Kanter seems to believe that autonomous cars will be a regular thing by 2025 and basically a monopoly by 2030. He touches on the fact that millions will lose their jobs, in the insurance industry and virtually every other industry automotive related. He even goes on to say that massive companies like GM, and Toyota won’t survive the autonomous car because they require large sales figures across a massive lineup to survive. However, companies like Uber will grow and prosper dramatically with the autonomous takeover.
He’s definitely right about Uber. With fleets of autonomous electric cars roaming cities, like New York, Uber would run every cab company out of business and provide a simpler and more efficient means of transportation throughout cramped cities. Doing so would be beneficial to customers and city natives as well, as the streets would be less crowded and noisy.
He’s also right about the commercial automotive industry. Semis, construction vehicles, buses and all other public transportation can, and probably will, be dominated by autonomous vehicles. If semis can drive themselves, imagine how efficient the shipping industry would be. Trucks could drive farther without stopping and having to sleep or eat. The entire shipping industry would benefit greatly from autonomous vehicles.
However, my disagreement with Kanter is with the insurance companies failing as well as car companies like GM and Toyota.
Auto insurance companies will not go by the wayside with the introduction of the autonomous vehicle. Someone needs to be liable if an autonomous vehicle malfunctions and hurts someone. If you own an autonomous vehicle that kills someone, it’s not just going to end in “whoopsie, my car did it, not me.”
A large problem with the autonomous vehicle is decision making. I’m not so sure if there will ever be a time when 100 percent of all vehicles on the road will be driverless. Even so, though, there will be drivers on the road along side these autonomous cars in the interim. And people are unpredictable and regardless of how good the software is on these driverless cars, moments will happen where a person makes a move the autonomous car isn’t prepared or programmed for and accidents will happen. It’s inevitable. And insurance companies will be needed to sort out the mess, so they absolutely will not go away.
I also disagree with companies like GM and Toyota failing because of such technology. It’s not as if all of the auto companies won’t have a horse in that race. Every car company is going to have their own version of autonomous cars. It’s not as if one company will make these self-driving vehicles and run GM into the ground. Every automaker will have different autonomous cars at different price ranges with different equipment options. That won’t change. These are the companies who are making the strides into driverless technology to begin with. Tesla is doing it, Toyota is doing it and even BMW proved it could be done by having an i3 valet park itself in a parking garage at CES 2015. These are the companies spearheading the technology, they won’t be going anywhere.

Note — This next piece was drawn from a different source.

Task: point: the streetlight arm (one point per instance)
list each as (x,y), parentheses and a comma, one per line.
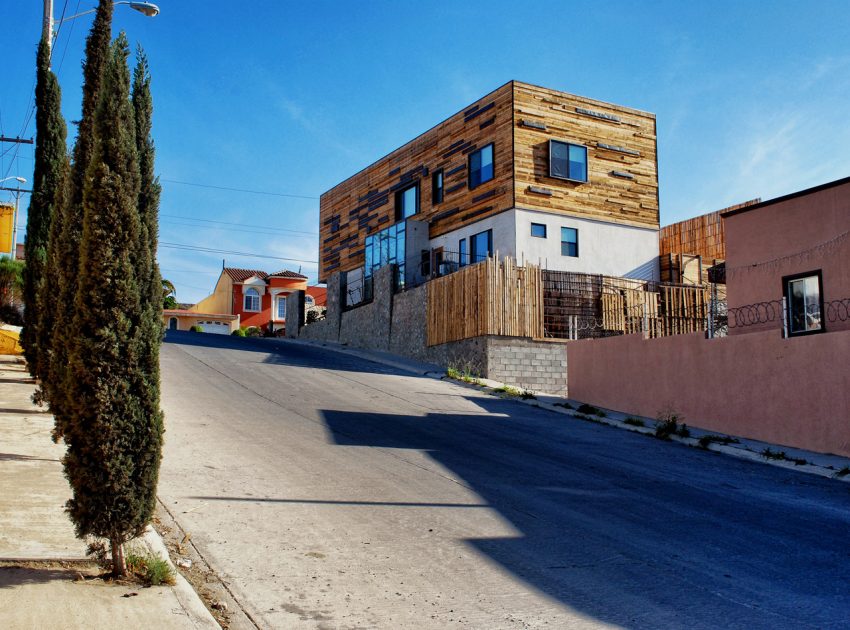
(146,8)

And frankly, I don’t want them too. I dread the day when every vehicle is a driverless, electric beanpod that takes people to work and back with zero interaction. I’d rather walk, at least I could interact with my legs that way. Only non-car people would want such a future.
Maybe it’s because he just got suspended, but I’ve been quoting Clarkson a lot lately, and he has a quote that suits this argument perfectly. “People like you or I know, we have an unshakable belief that cars are living entities. You can develop a relationship with a car. And that’s just what non-car people don’t get,” says Kanter. Autonomous cars would ruin the very industry we hold so dear for the fact that it will rid it of the interaction we love.
The day of autonomous cars is very close, indeed, Kanter is right about that. But that they will replace all vehicles, both consumer and commercial, is a future that I refuse to accept.